My nephew and I went to the mall yesterday because he dropped his phone while riding a bike and cracked the screen.  I was surprised to find phones so affordable, since everyone warned me it would be like buying a car to get a new one.  The sales reps showed us some cheap ones, then some slightly less cheap ones, and then some nicer ones, but none of them were as cripplingly expensive as my sister or my cousin told me they'd be.  But in their defense, the salesguy did ask me what I'd be using the phone for, so if I'd told him gaming or streaming instead of taking pictures and making phone calls, it might have been a different story.

I could have bought a phone right then and there, I suppose, but I'm worried about losing all the stuff on my current phone (I lost about half of my photos when my old phone died in February, and have taken hundreds since then).  The child selling the phones told me I could transfer one phone to another through bluetooth (even if there's only one account between them), and he said it as though I was an old man being explained that you didn't have to dial a number to use the internet anymore, but it can't be that easy . . . it just can't.*

Tuesdays are when I go to my cousin's house, so in order to get my running in, I'm going to have to stop typing this and do another one of those daytime runs that get me all sweaty and self-conscious.  But you gotta do what you gotta do, for absolutely no reason, right?

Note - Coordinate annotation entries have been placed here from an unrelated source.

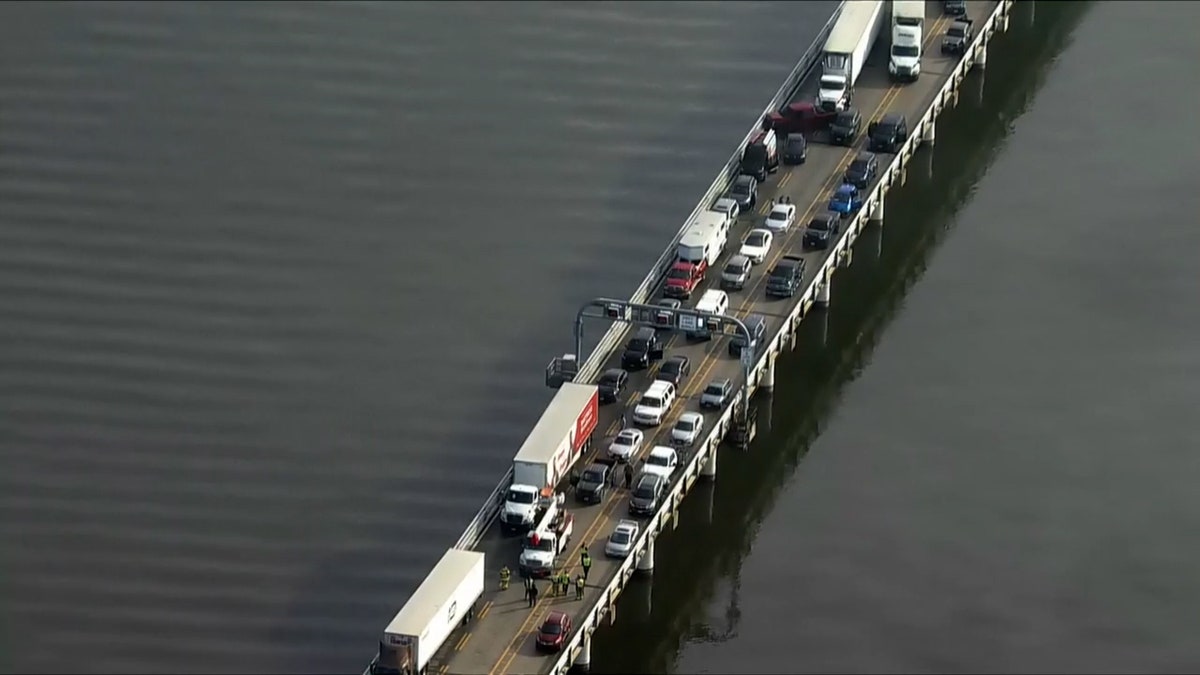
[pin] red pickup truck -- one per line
(798, 118)
(684, 278)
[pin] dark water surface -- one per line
(1011, 484)
(277, 284)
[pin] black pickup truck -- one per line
(955, 7)
(958, 36)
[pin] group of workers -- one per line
(559, 584)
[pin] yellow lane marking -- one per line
(696, 380)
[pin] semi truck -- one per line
(907, 36)
(443, 602)
(556, 443)
(846, 51)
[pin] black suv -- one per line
(785, 278)
(796, 149)
(611, 384)
(822, 230)
(845, 126)
(641, 350)
(862, 171)
(888, 133)
(675, 370)
(592, 484)
(744, 191)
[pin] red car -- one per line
(798, 118)
(553, 632)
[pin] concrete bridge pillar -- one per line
(877, 211)
(709, 469)
(646, 563)
(825, 292)
(585, 659)
(768, 374)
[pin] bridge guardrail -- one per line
(591, 369)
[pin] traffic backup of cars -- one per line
(665, 399)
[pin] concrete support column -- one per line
(709, 491)
(825, 292)
(709, 469)
(768, 374)
(647, 561)
(877, 211)
(585, 659)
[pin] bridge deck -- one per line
(501, 639)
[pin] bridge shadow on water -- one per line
(340, 610)
(718, 524)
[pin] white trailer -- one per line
(556, 442)
(443, 602)
(846, 51)
(705, 239)
(907, 39)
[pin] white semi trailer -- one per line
(907, 39)
(443, 602)
(846, 51)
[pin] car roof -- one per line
(649, 478)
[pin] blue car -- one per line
(846, 199)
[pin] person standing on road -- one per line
(586, 561)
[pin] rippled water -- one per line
(277, 282)
(985, 461)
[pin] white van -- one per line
(654, 404)
(705, 239)
(713, 302)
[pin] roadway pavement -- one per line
(502, 637)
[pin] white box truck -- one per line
(907, 35)
(557, 441)
(705, 239)
(846, 51)
(443, 602)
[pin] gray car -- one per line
(717, 394)
(647, 494)
(736, 273)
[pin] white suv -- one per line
(654, 404)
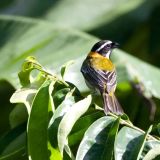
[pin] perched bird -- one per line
(100, 74)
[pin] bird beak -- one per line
(115, 45)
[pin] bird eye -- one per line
(108, 45)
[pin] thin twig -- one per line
(132, 126)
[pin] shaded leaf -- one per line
(38, 124)
(11, 137)
(129, 144)
(109, 146)
(57, 117)
(69, 119)
(93, 142)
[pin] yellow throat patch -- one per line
(100, 62)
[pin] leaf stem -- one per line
(132, 126)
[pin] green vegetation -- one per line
(47, 111)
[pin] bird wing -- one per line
(103, 80)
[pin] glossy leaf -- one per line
(11, 137)
(109, 146)
(129, 144)
(69, 119)
(19, 154)
(66, 44)
(38, 124)
(92, 145)
(72, 13)
(57, 117)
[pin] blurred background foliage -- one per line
(43, 27)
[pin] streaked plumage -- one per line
(100, 74)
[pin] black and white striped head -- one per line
(104, 47)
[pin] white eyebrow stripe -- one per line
(108, 42)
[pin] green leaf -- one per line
(109, 146)
(18, 115)
(57, 117)
(129, 144)
(92, 145)
(81, 125)
(52, 46)
(86, 15)
(64, 68)
(153, 154)
(12, 138)
(69, 119)
(19, 154)
(66, 44)
(38, 123)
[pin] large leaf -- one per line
(38, 123)
(54, 46)
(92, 145)
(129, 144)
(90, 14)
(51, 46)
(69, 119)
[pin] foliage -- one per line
(52, 114)
(56, 115)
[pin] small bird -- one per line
(100, 74)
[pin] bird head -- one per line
(104, 47)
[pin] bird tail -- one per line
(111, 104)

And speaking of enormous wastes of time, I went to the park today with my laptop, to doing my daily writing and to read the screenplay my friend asked me to check out.  It was ninety-three degrees out, so not entirely the best weather to be writing in, but I will not complain about the heat EVER.  You have my word on that.  See if you can do the same, you little pansy-arse porcelain vase (rhymes with boss).

I wrote a little bit on my endless, pointless, hopeless "Dead & Breakfast" novel, and wish I had never started on it.  Why couldn't it have been three or four short stories?  Why would I let this happen.  And then I started reading the script.  Like I said yesterday, it's not bad, it doesn't seem to be poorly-formatted, and though I found two typos, I don't think they really matter.  But it's not really my genre (it's a family Christmas movie with teenaged protagonists), and I honestly have little to contribute to it, or even suggest.

"You're hanging on by a very thin thread, and I dig that about you!"  

That quote from JERRY MAGUIRE just jumped into my head.  My cousin asked me the other day what my favorite football movie was, and that's what I said.  In fact, it's the only football movie I own.  I think about that film all the time, but it's never the bit where "you had me at hello" or "show me the money" or "help me help you" or even "the human head weighs eight pounds."  No, it's the part where Tom Cruise is feeling down, and Kelly Preston tells him he's gonna be fine and says, "You are NOT a loser!"  And then he blinks and says, "Wait, what?  Who said I was a loser?  Where did that word come from?"  He's then suspicious that his girlfriend does indeed think he's a loser.


I'm paraphrasing of course, but that scene has always stayed with me.  You can imagine why I keep thinking about it, but yeah, I relate to a Tom Cruise character.  Who knew?

The other day, the Star Wars Celebration got canceled (due to Coronavirus--"Thanks, Obama!"), and the convention is giving all the ticketholders three options: 1) a refund (minus a "service fee"), 2) merchandise credit with a slightly higher value than the ticket cost, and 3) tickets to the 2022 Star Wars Celebration instead.  When I mentioned it to my cousin, he said the same thing I was thinking: "By 2022, you'll probably be dead!"

And it's true, LeFou.  It feels awfully likely that I'll no longer be kicking around by August of 2022.  The way I feel right now, it's possible I'll be pushing up the daisies by August of 2020.**

Sit-ups Today: 120
Sit-ups In June: 2954

Words Today: 1150
Words In June: 23,423


*For example, to post a photo on this blog, I have to take it with my phone, then upload it to Dropbox, then wait for Dropbox to deliver it to this laptop, then upload the picture through blogger, then publish the page.  And that's relatively straight-forward.

**And just yesterday, I posted a "I Will Die Old" picture . . . irony?